Tuning the thermoelectric properties of SrTiO3 by controlled oxygen doping

TL;DR

This study demonstrates that controlled oxygen doping in SrTiO3 single crystals enhances thermoelectric performance by increasing electrical conductivity while maintaining a high Seebeck coefficient and reducing thermal conductivity.

Contribution

It introduces a method for tuning SrTiO3's thermoelectric properties through precise oxygen doping and vacancy control, supported by experimental and ab initio evidence.

Findings

Achieved electron doping of ~10^-5 carriers per unit cell via vacuum annealing.

Maintained large Seebeck coefficient despite increased electrical conductivity.
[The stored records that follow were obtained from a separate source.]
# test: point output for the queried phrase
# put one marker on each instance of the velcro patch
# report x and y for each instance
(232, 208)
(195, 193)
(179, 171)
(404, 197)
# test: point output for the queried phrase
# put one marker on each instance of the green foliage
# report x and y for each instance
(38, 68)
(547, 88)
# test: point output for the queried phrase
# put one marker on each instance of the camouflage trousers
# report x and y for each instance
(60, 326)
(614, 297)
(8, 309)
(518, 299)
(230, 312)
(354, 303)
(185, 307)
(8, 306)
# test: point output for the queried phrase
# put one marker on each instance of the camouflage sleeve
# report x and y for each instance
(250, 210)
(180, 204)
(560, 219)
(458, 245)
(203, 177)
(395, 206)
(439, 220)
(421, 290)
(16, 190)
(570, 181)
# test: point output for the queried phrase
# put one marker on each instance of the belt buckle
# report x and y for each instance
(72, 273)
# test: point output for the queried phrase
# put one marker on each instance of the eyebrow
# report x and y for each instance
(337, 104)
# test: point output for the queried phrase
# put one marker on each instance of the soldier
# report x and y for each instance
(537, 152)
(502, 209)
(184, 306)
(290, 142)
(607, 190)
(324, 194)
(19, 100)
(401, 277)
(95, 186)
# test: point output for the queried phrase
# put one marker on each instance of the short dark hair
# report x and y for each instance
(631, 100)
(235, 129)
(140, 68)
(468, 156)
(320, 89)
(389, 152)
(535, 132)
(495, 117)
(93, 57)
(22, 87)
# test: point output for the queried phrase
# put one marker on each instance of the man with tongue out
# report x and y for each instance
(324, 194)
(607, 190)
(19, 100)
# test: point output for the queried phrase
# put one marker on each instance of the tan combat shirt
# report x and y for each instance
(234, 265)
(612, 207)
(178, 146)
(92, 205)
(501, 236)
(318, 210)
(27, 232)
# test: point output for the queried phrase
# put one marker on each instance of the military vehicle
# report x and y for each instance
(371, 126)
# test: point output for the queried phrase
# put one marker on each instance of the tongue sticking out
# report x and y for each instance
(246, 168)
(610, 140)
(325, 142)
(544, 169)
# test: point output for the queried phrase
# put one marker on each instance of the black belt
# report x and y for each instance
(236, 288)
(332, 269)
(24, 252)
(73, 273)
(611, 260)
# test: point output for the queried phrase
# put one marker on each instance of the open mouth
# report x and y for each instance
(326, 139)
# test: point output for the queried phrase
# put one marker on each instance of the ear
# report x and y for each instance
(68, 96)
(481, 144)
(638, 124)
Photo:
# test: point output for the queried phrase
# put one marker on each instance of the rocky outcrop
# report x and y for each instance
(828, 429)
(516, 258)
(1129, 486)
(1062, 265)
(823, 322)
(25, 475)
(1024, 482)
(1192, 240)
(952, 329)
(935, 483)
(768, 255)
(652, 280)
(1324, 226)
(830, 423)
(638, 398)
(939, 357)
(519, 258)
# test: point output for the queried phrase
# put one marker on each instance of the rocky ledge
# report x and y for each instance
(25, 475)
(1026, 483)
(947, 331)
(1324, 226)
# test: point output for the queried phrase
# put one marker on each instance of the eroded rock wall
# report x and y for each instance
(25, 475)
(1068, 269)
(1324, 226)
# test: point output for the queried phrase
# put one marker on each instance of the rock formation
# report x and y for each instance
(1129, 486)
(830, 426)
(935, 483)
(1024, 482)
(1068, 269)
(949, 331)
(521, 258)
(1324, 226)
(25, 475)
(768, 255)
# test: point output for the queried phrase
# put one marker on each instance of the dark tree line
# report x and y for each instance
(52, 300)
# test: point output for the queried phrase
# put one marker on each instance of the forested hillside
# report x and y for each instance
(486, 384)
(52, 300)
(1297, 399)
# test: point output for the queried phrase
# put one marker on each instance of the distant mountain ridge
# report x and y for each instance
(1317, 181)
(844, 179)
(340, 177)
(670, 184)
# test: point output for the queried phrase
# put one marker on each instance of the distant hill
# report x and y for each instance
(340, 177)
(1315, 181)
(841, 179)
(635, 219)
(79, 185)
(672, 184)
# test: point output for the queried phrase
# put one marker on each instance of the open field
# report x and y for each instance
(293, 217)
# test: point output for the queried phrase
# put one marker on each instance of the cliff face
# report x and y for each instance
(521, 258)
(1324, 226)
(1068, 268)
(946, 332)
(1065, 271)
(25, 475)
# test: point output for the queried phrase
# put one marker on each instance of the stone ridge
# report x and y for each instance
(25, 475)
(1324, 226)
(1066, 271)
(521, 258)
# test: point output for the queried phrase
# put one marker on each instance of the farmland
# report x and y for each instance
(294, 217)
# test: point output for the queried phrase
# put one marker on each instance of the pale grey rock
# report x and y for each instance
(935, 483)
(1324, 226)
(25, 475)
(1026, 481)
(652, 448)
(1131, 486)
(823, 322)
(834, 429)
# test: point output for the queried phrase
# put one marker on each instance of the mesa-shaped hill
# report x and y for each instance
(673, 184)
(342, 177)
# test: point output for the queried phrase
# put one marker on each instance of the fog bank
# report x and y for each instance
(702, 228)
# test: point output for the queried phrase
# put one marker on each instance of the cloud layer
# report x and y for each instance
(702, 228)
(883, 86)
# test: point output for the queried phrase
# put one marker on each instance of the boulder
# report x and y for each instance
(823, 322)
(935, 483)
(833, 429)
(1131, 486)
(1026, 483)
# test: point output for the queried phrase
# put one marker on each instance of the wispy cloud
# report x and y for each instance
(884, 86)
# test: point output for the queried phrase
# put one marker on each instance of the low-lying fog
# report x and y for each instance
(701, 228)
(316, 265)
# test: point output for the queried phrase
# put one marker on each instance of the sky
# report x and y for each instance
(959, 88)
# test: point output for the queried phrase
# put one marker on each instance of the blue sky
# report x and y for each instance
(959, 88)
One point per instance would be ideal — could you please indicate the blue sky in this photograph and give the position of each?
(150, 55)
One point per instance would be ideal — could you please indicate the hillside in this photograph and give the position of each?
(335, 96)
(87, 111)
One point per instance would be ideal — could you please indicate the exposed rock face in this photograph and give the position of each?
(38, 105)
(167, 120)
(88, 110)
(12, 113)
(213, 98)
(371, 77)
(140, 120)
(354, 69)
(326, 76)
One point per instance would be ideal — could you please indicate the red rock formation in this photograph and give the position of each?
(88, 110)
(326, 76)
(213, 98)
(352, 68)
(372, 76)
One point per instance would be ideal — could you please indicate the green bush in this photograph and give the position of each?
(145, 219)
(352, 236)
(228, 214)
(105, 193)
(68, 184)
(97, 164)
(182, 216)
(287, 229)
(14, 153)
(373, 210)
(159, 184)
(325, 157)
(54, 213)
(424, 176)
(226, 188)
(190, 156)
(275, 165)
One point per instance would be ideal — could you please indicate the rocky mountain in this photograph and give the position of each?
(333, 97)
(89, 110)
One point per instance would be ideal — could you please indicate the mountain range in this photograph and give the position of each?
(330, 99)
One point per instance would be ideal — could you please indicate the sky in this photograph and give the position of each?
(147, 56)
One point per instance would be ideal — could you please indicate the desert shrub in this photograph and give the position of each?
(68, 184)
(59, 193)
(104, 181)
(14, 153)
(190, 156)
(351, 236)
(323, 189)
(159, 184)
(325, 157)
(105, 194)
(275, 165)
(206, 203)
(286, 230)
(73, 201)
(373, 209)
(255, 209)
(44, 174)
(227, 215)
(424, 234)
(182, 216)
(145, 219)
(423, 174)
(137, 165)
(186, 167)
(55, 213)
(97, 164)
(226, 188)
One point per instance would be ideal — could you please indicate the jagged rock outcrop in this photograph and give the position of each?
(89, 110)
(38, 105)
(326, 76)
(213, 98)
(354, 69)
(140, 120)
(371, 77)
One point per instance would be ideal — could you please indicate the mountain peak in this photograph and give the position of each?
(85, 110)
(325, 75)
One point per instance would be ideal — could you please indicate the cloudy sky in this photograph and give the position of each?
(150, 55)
Reduced thermal conductivity through vacancy disorder scattering.

Abstract

We report the thermoelectric properties (Seebeck coefficient, thermal conductivity, and electrical resistivity) of lightly doped single crystals of (001)-oriented SrTiO3 (STO). Hall effect measurements show that electron doping around 10^-5 carriers per unit cell can be achieved by vacuum annealing of the crystals under carefully controlled conditions. The steep density of states near the Fermi energy of STO at this doping level (confirmed by ab initio calculations) retains an unusually large Seebeck coefficient, in spite of an increase in the electronic conductivity by several orders of magnitude. This effect, combined with a decrease in thermal conductivity due to vacancy disorder scattering makes intrinsic doping in STO (and other materials) an alternative strategy to optimize its thermoelectric figure of merit.